# Live in Spain yet maintain an SC Footprint in UK



## Williams2 (Sep 15, 2013)

A friend of mine would love to live ( and if possible ) work in Spain but
for career and future job security reasons needs to maintain a footprint
in the UK.
The reason being he's an IT Contractor and in previous roles has obtained
the coverted SC Security Clearance to work on MOD sites or on defence
related work or contracts, eg with BAE Systems, Rolls Royce Aerospace, etc.

The thing is SC Security Clearance isn't for life, in fact it only really lasts
for the duration of your contract or for the period of employment in
which your engaged in Defence related or Government work.
But the beauty is that if you've ever held SC Security Clearance in the
past. It's fairly easy to have your SC Security Clearance re-established
in the future - as the Govt Vetting Agency only needs to look back over
the time since you were last cleared, ie no Crimminal convictions, not been
declared bankrupt, CCJ's or dodgy political associations, etc.
The downside is that if, for any reason you become Resident abroad - he
would have to live and work for a period of upto 5 years in UK before he can
ever be considered eligible for SC Security Clearance again.

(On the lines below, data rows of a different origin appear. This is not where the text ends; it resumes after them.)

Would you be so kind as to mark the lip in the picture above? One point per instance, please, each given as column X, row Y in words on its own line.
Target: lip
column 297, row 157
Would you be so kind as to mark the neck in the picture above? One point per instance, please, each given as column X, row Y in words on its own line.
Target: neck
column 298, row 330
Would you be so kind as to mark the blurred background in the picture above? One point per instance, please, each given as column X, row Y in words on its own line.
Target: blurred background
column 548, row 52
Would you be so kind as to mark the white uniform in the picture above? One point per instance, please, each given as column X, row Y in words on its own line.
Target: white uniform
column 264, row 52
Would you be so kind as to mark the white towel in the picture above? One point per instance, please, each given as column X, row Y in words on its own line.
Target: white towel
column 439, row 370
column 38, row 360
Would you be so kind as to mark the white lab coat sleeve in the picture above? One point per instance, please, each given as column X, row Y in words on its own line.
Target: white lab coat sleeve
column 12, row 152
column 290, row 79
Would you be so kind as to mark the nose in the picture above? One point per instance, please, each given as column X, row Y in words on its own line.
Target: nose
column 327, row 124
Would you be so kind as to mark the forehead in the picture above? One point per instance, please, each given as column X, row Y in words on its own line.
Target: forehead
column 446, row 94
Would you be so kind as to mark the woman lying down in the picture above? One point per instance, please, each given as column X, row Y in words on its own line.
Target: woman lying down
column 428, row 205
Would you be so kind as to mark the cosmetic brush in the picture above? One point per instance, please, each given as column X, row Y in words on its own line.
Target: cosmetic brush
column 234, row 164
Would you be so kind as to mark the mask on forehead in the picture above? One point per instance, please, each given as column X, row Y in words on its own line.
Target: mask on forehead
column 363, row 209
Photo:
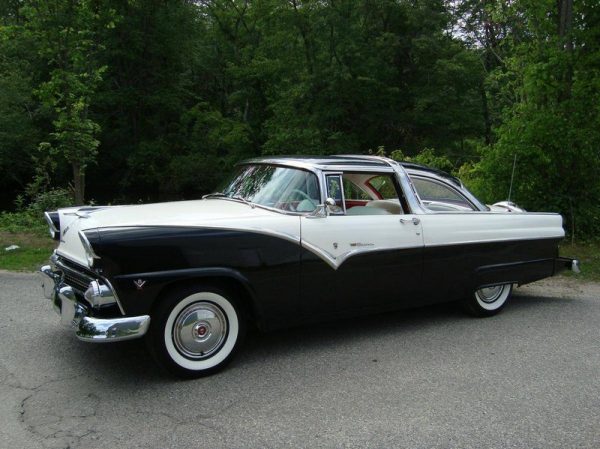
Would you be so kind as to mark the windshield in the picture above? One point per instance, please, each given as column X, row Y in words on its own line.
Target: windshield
column 287, row 189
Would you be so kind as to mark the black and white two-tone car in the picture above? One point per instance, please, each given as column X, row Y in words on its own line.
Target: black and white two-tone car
column 287, row 241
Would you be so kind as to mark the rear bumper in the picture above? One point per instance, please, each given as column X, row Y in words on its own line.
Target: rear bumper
column 565, row 263
column 75, row 314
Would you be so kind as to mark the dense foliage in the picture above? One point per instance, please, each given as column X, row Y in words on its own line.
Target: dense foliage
column 129, row 100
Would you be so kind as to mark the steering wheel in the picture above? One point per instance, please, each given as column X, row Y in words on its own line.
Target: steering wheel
column 302, row 195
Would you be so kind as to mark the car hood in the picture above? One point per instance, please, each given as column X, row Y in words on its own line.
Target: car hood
column 198, row 213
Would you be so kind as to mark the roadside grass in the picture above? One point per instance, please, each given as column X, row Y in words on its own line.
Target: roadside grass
column 588, row 254
column 34, row 250
column 30, row 234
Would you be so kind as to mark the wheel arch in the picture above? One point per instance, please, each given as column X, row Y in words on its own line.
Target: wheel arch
column 225, row 278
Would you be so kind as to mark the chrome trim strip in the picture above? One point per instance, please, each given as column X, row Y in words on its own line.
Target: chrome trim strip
column 59, row 278
column 97, row 330
column 114, row 292
column 336, row 262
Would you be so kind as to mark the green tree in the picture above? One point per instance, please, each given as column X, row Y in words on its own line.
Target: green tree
column 553, row 125
column 65, row 33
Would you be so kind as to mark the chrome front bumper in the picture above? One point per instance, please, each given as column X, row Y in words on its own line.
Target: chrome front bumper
column 74, row 314
column 566, row 263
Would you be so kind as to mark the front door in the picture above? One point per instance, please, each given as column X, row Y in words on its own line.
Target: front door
column 360, row 257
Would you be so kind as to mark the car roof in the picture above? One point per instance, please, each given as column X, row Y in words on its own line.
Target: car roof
column 350, row 161
column 325, row 162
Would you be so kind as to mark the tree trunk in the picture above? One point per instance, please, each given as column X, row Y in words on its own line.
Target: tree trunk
column 565, row 26
column 78, row 183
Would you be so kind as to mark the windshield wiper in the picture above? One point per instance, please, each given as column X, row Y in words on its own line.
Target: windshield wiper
column 225, row 196
column 214, row 195
column 243, row 200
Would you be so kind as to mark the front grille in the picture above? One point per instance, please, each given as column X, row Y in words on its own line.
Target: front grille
column 74, row 275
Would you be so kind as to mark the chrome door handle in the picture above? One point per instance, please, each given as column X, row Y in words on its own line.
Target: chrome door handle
column 414, row 220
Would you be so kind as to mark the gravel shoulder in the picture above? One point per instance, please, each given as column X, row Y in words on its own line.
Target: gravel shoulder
column 426, row 378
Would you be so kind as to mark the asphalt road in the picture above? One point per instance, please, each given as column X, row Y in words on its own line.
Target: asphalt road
column 428, row 378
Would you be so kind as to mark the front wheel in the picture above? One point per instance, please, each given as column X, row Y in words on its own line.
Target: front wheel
column 488, row 301
column 196, row 331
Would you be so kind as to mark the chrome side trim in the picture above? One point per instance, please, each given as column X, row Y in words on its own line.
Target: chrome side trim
column 336, row 262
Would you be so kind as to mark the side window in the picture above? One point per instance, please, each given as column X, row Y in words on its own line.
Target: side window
column 335, row 191
column 384, row 185
column 438, row 197
column 353, row 192
column 358, row 193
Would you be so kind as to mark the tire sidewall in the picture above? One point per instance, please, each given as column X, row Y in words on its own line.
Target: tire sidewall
column 161, row 343
column 474, row 305
column 497, row 304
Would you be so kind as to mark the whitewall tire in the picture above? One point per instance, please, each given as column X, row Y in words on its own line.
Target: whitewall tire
column 196, row 330
column 488, row 301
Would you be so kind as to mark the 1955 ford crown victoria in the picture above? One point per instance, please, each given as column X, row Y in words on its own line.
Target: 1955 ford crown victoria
column 288, row 241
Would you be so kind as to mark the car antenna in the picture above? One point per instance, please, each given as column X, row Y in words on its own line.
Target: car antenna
column 512, row 177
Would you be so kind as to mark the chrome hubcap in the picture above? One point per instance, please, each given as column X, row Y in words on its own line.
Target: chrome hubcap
column 200, row 330
column 490, row 294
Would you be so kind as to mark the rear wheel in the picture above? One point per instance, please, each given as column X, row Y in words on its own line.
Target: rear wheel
column 196, row 331
column 488, row 301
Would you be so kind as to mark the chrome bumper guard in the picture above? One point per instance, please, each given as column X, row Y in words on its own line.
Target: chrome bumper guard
column 565, row 263
column 76, row 315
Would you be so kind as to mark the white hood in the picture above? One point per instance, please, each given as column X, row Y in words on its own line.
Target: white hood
column 196, row 213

So you see - a real threat to your livilihood, particularly when you consider
that the safest long term job prospects in the UK these days are those
related to Government work that cannot be outsourced or off shored abroad.

Therefore are there any Expat Brits in Spain who have managed to dodge
residency in Spain and still be considered resident in the UK and therefore
managed to hang onto their SC eligibility - while enjoying at the sametime
a significant amount of time in Spain ??


----------



## Calas felices (Nov 29, 2007)

Do you think you should add 'legally' to your question??


----------



## 90199 (Mar 21, 2010)

Yes, I know of one, who did just that, had at the time Spanish residencia, but worked in the U.K. in an occupation where security clearance was needed. The supervisors were aware of the situation and it did not appear to be an issue at that time. Some years ago though and times do change.


----------



## Williams2 (Sep 15, 2013)

Hepa said:


> Yes, I know of one, who did just that, had at the time Spanish residencia, but worked in the U.K. in an occupation where security clearance was needed. The supervisors were aware of the situation and it did not appear to be an issue at that time. Some years ago though and times do change.


Hi Hepa, Thanks for that, if there's anyone else in Spain who have managed to retain
their SC Security Clearance eligibility, please let us know.

I was going to insert the word legally - but as you know the clock times out whenever
you try editing your post.


----------



## baldilocks (Mar 7, 2010)

Don't plan on going to work for anyone again so have let all my clearances lapse but, of course, one can't say good-bye to the OSA obligations, ever.


----------